スペイン人は、イベリア半島の先住民と、半島を征服、支配したさまざまな民族とが混血して形成された。あとから侵入した民族には、地中海人であるローマ人をはじめ、スエビ族、バンダル族、西ゴート族(→ ゴート族)、テウトニ族などがいる。セム族の影響もみられる。 スペインには、文化的、言語的に独自性を維持してきた民族集団がある。北東部および地中海の島々にすむカタルニャ人、北西部にすむガリシア人、ビスケー湾沿岸にすむバスク人、ロム(ジプシー)などである。 人口は、4049万1051人(2008年推計)。人口密度は81人/km²(2008年推計)である。都市化がすすみ、人口の77%(2005年)が都市部にすんでいる。 現在のスペインはヨーロッパ最大の移民受け入れ国のひとつで、住民登録をしている外国人居住者だけで全人口の1割近くにのぼり、そのほかに不法滞在者が相当数いるとされる。移民の出身国はモロッコ、ルーマニアのほか、南アメリカのエクアドル、コロンビア、アルゼンチンなど。
カタルニャ、バスク、ガリシア、アンダルシア、アストゥリアス、カンタブリア、ムルシア、ラリオハ、バレンシア、ナバーラ、カナリア諸島、アラゴン、カスティリャラマンチャ、カスティリャレオン、エストレマドゥーラ、バレアレス諸島、マドリードの17の自治州からなり、自治州の下には全国で50の県がある。ほかに、アフリカ大陸北海岸にセウタ、メリリャの2自治都市がある。 首都マドリードはマドリード自治州の州都でもある。第2の都市バルセロナは代表的な港湾都市、スペイン屈指の商工業都市である。バルセロナには、バルセロナ県の県都とカタルニャ自治州の州都がおかれている。そのほか、宗教都市、文化都市である南東部の港湾都市バレンシア、スペイン唯一の河港都市で観光都市でもあるセビーリャ、エブロ川中流の工業都市サラゴサ、バスク地方の工業および港湾都市ビルバオなどがある。
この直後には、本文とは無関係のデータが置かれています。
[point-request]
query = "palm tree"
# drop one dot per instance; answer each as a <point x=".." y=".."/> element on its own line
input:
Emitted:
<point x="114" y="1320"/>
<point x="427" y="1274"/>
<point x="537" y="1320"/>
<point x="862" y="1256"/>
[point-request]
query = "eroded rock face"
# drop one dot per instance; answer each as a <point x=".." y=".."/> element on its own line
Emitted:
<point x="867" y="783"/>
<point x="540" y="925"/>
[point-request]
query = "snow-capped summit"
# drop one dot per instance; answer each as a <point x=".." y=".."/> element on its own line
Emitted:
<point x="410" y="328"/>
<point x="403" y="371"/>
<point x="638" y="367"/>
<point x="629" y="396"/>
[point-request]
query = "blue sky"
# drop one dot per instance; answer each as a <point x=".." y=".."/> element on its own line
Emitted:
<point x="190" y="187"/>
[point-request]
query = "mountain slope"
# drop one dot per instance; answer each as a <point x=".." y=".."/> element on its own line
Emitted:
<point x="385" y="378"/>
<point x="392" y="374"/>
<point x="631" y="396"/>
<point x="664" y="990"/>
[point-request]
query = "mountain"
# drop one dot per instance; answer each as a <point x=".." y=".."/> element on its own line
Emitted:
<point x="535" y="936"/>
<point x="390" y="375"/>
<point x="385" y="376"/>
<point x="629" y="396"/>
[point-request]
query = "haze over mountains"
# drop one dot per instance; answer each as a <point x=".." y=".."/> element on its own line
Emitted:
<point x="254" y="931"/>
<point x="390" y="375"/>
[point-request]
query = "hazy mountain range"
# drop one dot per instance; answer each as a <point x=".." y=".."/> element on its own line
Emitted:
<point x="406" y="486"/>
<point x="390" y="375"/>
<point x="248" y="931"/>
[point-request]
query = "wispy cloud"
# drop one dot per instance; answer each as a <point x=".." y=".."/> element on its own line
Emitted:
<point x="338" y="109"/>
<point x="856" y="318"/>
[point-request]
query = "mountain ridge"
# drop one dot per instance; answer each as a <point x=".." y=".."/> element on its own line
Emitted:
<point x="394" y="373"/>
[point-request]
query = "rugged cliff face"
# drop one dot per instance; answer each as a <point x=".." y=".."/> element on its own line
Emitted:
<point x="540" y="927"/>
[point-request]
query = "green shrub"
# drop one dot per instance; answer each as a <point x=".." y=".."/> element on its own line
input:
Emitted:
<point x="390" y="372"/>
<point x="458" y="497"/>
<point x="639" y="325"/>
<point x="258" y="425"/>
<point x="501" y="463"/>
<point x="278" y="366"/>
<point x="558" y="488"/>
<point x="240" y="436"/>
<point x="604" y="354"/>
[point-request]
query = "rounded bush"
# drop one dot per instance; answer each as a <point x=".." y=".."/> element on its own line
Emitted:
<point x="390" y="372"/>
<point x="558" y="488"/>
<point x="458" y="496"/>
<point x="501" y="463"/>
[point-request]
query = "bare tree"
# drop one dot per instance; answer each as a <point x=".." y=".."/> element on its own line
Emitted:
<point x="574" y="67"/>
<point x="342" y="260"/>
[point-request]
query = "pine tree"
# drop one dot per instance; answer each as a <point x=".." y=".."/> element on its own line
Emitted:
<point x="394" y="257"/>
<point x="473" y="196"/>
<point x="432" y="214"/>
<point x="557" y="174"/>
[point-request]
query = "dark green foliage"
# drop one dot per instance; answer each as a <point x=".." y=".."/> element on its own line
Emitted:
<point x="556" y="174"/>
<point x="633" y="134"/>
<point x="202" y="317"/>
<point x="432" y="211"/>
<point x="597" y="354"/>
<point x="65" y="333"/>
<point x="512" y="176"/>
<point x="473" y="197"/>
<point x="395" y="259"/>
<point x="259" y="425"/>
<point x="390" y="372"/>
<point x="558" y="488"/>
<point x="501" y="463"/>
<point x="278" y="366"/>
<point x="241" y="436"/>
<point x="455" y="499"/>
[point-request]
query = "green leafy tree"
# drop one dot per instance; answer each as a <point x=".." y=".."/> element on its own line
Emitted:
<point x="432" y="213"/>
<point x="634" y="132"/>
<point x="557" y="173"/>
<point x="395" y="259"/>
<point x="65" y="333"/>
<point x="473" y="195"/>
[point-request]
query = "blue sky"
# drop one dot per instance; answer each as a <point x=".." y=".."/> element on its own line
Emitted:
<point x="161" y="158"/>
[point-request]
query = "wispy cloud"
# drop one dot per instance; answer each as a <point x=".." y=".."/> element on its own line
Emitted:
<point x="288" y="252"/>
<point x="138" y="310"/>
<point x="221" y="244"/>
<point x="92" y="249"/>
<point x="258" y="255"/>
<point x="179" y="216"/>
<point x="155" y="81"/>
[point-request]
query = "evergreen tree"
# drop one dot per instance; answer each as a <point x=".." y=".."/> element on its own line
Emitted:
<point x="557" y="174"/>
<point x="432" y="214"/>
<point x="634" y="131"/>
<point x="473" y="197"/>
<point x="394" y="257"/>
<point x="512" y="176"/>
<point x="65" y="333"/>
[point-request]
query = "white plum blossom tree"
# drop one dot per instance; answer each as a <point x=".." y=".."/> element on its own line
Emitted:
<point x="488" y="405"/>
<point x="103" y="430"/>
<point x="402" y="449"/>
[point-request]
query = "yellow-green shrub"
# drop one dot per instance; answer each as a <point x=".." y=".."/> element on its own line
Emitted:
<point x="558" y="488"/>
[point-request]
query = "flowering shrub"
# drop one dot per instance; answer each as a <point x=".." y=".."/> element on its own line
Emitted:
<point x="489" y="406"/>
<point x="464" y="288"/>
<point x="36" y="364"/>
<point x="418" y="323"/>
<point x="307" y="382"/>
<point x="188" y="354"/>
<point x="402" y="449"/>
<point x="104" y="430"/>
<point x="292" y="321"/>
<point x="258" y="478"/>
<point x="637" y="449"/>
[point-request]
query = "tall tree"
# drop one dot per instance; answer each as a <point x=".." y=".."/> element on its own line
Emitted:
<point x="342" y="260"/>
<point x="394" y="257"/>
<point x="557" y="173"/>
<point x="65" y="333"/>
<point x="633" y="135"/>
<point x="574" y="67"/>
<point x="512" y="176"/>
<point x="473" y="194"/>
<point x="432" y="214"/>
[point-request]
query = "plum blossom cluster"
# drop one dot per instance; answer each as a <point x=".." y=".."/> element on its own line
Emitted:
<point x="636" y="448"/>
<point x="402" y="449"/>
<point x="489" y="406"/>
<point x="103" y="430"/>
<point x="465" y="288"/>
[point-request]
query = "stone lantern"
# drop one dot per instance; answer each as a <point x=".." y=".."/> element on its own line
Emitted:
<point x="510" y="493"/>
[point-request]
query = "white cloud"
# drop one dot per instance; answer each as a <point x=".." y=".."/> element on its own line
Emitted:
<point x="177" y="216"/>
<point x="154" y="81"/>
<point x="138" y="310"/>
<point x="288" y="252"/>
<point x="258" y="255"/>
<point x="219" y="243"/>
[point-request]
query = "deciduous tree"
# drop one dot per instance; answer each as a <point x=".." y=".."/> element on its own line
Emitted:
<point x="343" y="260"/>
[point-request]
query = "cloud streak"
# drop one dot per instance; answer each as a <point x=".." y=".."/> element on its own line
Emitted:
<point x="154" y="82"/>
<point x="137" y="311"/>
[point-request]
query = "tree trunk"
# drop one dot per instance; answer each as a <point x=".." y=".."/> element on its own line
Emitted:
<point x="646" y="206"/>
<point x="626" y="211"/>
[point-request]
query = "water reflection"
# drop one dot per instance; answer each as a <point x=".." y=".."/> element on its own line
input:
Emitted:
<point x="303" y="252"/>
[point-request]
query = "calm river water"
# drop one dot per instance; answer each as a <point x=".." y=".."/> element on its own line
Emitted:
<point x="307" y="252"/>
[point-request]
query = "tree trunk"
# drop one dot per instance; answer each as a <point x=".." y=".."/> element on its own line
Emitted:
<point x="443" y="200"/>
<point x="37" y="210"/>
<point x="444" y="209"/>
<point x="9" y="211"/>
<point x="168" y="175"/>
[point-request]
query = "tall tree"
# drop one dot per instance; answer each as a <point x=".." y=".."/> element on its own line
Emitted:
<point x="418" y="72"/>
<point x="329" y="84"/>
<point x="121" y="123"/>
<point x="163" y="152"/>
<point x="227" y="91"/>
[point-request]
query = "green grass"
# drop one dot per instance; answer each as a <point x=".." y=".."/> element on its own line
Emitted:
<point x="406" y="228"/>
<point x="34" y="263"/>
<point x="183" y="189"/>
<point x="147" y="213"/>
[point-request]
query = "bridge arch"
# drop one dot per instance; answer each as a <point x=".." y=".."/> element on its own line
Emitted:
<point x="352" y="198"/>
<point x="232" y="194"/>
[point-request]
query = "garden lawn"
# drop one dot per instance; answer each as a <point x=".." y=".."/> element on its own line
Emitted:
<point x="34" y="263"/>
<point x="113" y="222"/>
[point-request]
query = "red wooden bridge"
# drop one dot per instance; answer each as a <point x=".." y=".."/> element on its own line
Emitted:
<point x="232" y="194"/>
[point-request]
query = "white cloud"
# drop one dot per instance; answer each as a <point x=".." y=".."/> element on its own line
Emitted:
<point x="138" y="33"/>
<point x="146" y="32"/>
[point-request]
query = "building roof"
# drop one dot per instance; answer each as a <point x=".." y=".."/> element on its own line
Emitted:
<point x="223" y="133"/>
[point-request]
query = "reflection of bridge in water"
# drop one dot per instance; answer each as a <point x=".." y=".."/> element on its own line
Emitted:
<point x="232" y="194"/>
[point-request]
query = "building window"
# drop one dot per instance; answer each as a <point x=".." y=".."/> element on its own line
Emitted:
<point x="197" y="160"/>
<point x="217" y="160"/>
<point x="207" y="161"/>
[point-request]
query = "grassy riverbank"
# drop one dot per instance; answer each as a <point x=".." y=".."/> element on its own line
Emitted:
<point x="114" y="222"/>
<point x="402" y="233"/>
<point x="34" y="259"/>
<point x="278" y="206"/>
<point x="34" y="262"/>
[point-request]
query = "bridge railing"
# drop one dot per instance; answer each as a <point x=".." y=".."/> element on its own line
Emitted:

以前はカトリックを国教としていたが、1978年憲法により、社会における教会の役割をみとめながらも、国教をもたないことをさだめた。現在もカトリック教徒が大半を占めるが、毎週教会にかよう信者は少数派である。ほかにイスラム教徒、少数のプロテスタント、ユダヤ教徒がいる。 主要言語は、カスティリャ語(→ スペイン語)である。このほか、北東部でカタルニャ語、北西部でガリシア語、北部ではバスク語が使用されている。バスク語は系統不明の言語で、バスク民族主義を抑圧したフランコ体制下では使用が禁じられていたが、その後の復権運動によって話せる人が増加している。
中世にイスラム教徒、キリスト教徒、ユダヤ教徒によって、コルドバ、グラナダ、トレドに宗教相互の交流をおこなう高等教育機関が創立された。サラマンカ大学は16世紀以降、ラテンアメリカの大学のモデルとなり、本国でおこなわれていた教育を広めた。1508年にアルカラデエナレスに創立されたアルカラ大学は、多国語対訳聖書の編纂(へんさん)で有名になったが、1836年にマドリードに移転し、マドリード大学と改称している。 スペインの教育に大きく貢献した人物として16世紀にイエズス会を設立したイグナティウス・デ・ロヨラがいる。20世紀のスペインを代表する哲学者オルテガ・イ・ガセットがあらわした「大学の使命」は数カ国語に翻訳された。スペイン王立アカデミー(1713年創立)、王立歴史アカデミー(1738年)は学術書の刊行で名高い。